Why no animal manures?

stockfree_logoMost consumers assume that organic production relies on animal manures to support fertility. Certainly any organic farm that has livestock will naturally use any manures available to support fertility, but the organic standards clearly state that primary fertility must come from the use of fertility building crops and that manures are only to be used as an adjunct to well designed rotations using grass or other fertility building crops. Most farmers growing vegetable crops do not have livestock, so they need to develop fertility systems that are sustainable and not dependent on bought in fertility. The organic standards presently allow growers to import manures from non organic farms, although this will become restricted in the future.
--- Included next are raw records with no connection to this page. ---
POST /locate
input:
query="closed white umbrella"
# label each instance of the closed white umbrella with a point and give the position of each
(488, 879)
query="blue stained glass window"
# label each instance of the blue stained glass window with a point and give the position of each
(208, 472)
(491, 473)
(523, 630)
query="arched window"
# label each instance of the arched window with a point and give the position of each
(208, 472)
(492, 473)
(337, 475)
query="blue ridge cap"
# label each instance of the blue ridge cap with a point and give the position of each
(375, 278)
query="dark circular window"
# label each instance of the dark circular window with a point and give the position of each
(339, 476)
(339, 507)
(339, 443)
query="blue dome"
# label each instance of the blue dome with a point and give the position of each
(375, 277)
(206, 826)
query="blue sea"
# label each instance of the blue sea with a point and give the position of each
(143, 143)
The use of non organic manures poses several problems:

  • Bringing manure in from another farm is depriving that farm of its own fertility.
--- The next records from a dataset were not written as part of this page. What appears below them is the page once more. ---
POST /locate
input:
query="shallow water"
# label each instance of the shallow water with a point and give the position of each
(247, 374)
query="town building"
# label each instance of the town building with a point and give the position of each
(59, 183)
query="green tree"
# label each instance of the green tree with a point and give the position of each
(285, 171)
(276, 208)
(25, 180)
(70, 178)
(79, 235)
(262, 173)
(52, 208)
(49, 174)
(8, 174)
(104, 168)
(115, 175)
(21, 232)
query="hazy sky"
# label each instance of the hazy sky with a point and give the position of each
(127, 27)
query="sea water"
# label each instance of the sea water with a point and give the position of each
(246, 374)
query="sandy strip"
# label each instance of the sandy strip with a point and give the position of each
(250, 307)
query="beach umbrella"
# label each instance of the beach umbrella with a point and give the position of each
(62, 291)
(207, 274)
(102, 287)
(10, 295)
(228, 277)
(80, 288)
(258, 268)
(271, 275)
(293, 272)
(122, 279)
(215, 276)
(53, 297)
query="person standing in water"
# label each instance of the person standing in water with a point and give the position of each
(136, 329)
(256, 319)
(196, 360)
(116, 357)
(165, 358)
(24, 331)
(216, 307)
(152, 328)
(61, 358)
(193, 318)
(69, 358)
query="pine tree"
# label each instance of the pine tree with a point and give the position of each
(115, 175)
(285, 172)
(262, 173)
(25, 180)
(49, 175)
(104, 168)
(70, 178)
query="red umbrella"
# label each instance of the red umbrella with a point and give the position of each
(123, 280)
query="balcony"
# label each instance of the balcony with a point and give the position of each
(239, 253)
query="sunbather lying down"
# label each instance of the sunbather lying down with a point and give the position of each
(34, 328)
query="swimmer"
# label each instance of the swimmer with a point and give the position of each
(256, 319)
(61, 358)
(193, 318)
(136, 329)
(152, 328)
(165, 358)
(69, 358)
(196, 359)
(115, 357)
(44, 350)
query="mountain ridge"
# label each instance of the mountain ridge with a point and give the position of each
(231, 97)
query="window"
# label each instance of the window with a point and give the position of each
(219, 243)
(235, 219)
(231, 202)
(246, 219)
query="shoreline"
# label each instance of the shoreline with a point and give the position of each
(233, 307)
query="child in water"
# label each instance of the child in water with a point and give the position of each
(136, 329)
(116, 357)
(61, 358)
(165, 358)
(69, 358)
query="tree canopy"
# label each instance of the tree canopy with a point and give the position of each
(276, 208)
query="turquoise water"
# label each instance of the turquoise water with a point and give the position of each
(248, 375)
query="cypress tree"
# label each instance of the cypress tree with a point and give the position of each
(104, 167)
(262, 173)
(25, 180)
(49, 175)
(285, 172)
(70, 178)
  • Non organic manures may contain unacceptably high levels of antibiotics or other chemical residues.
  • The transport of manures is expensive in terms or energy and adds traffic and pollution to the local environment.
  • Non organic manures are often a by-product of livestock systems that depend on imported feedstuffs, some of which may have traveled halfway around the world.
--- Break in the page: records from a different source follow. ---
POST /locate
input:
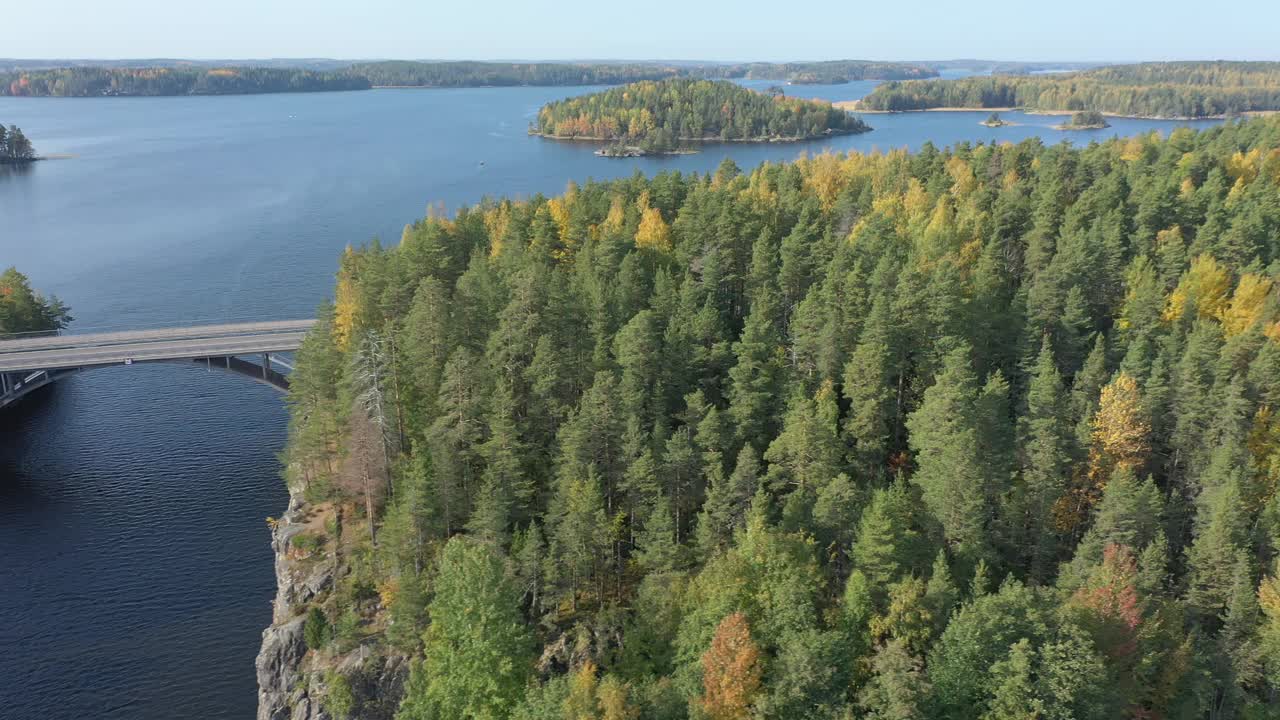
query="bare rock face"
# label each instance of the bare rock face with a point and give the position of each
(280, 659)
(279, 664)
(291, 680)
We began to seriously question the wisdom of importing fertility back in the early nineties and started by banning the use of fish blood and bone on our farm. This organic fertilizer is used by some organic growers, but we were concerned about possible health problems and in the light of the BSE crises we were very pleased to have removed this product from our system. It is still allowed in organic production, primarily mixed with peat to provide potting composts.

We see a big future in stockfree organic systems as they use considerably less land than livestock dependent systems, have a much lower carbon footprint and lower energy requirements. We are pleased to have been at the forefront of developing this important food growing system.